Darkness doesn't always win over, but that's another story. ;-)
Sun 11/04/04 at 22:03
"period drama"
Posts: 19,792
Strafio wrote:
> I still don't get Circular Complaints though...
> I sort of caught on the theme of circles, but I didn't quite fit in
> complaints... :-)

You know - this endless stream of depressing writing, complaining about all that's wrong in the world and the darkness winning over. And it never really goes anywhere, or does anything except briefly haul the writer from the pit. Hence circles.

At least, that's what I reckoned.
Think what you like.
Sun 11/04/04 at 21:08
Regular
Posts: 9,848
Even seemingly mindless babble can follow a trail... :-P


It comes out like a train of thought.
A random scene is seen, and as it's followed, the mind starts analysing it, pointing out the clichés and the like, drifting off till it pulls itself back, and stutters the scene on until it gets bored of it and ends it for good...

Sort of...


I don't normally have the patience for this sort of thing.

I'm just having a good day today. :-)
Sun 11/04/04 at 21:00
Regular
"Notable"
Posts: 4,558
Strafio wrote:
> Still, it sort of made sense, in that it was a running commentary,
> you found yourself running off on tangents and pulling yourself back
> on topic, trying to make sense of it yourself! ;-)
>
>
> I still don't get Circular Complaints though...
> I sort of caught on the theme of circles, but I didn't quite fit in
> complaints... :-)

Ho hum :-D
Sun 11/04/04 at 20:59
Regular
"SOUP!"
Posts: 13,017
You sicken me.
Sun 11/04/04 at 20:59
Regular
Posts: 9,848
FinalFantasyFanatic wrote:
> You weren't supposed to follow it.
> Just some blab on request.

Hmph! I read it over about 3 times trying to follow it. :-D

Still, it sort of made sense, in that it was a running commentary, you found yourself running off on tangents and pulling yourself back on topic, trying to make sense of it yourself! ;-)

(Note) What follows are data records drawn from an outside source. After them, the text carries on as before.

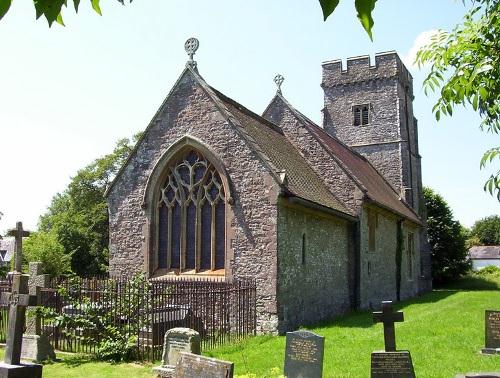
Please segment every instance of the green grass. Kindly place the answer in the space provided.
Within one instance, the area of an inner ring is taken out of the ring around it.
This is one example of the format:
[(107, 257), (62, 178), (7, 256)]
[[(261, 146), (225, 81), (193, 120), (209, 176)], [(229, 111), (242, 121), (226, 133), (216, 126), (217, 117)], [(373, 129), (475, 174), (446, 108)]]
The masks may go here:
[[(479, 354), (484, 347), (484, 310), (500, 308), (500, 277), (473, 275), (395, 307), (405, 317), (396, 325), (397, 347), (410, 350), (417, 377), (500, 371), (499, 355)], [(325, 337), (324, 377), (368, 377), (370, 353), (384, 348), (382, 325), (373, 324), (370, 312), (310, 330)], [(284, 352), (284, 337), (255, 337), (207, 354), (234, 361), (238, 375), (276, 377)]]
[[(471, 275), (395, 307), (405, 317), (396, 325), (397, 347), (411, 351), (417, 377), (500, 371), (500, 355), (479, 354), (484, 346), (484, 310), (500, 308), (500, 275)], [(368, 377), (370, 353), (384, 347), (382, 325), (374, 325), (367, 311), (310, 329), (325, 336), (324, 377)], [(2, 359), (3, 353), (0, 350)], [(284, 337), (259, 336), (204, 354), (233, 361), (236, 375), (274, 378), (282, 374), (284, 353)], [(62, 353), (58, 357), (60, 362), (44, 366), (44, 377), (152, 378), (151, 368), (157, 365), (110, 364)]]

I still don't get Circular Complaints though...
I sort of caught on the theme of circles, but I didn't quite fit in complaints... :-)
Sun 11/04/04 at 20:52
"period drama"
Posts: 19,792
Paradox: wrote:
> It was too metaphorical for me. Well written but it was too
> descriptive for me to follow.

You weren't supposed to follow it.
Just some blab on request.
Sun 11/04/04 at 20:48
Regular
"Notable"
Posts: 4,558
But I kinda hoped you wouldn't do that in General Chat (!"£$%^&*) . And it's good I thought.....:)

I'm not gonna fall foul and be 1000 in a month. So I'll just edit this post or something. And who knows, the 999 might have your name on....
Sun 11/04/04 at 20:46
Regular
"SOUP!"
Posts: 13,017
It was too metaphorical for me. Well written but it was too descriptive for me to follow.
Sun 11/04/04 at 20:45
"period drama"
Posts: 19,792
True story.
It's nice to let your mind slip loose for a while.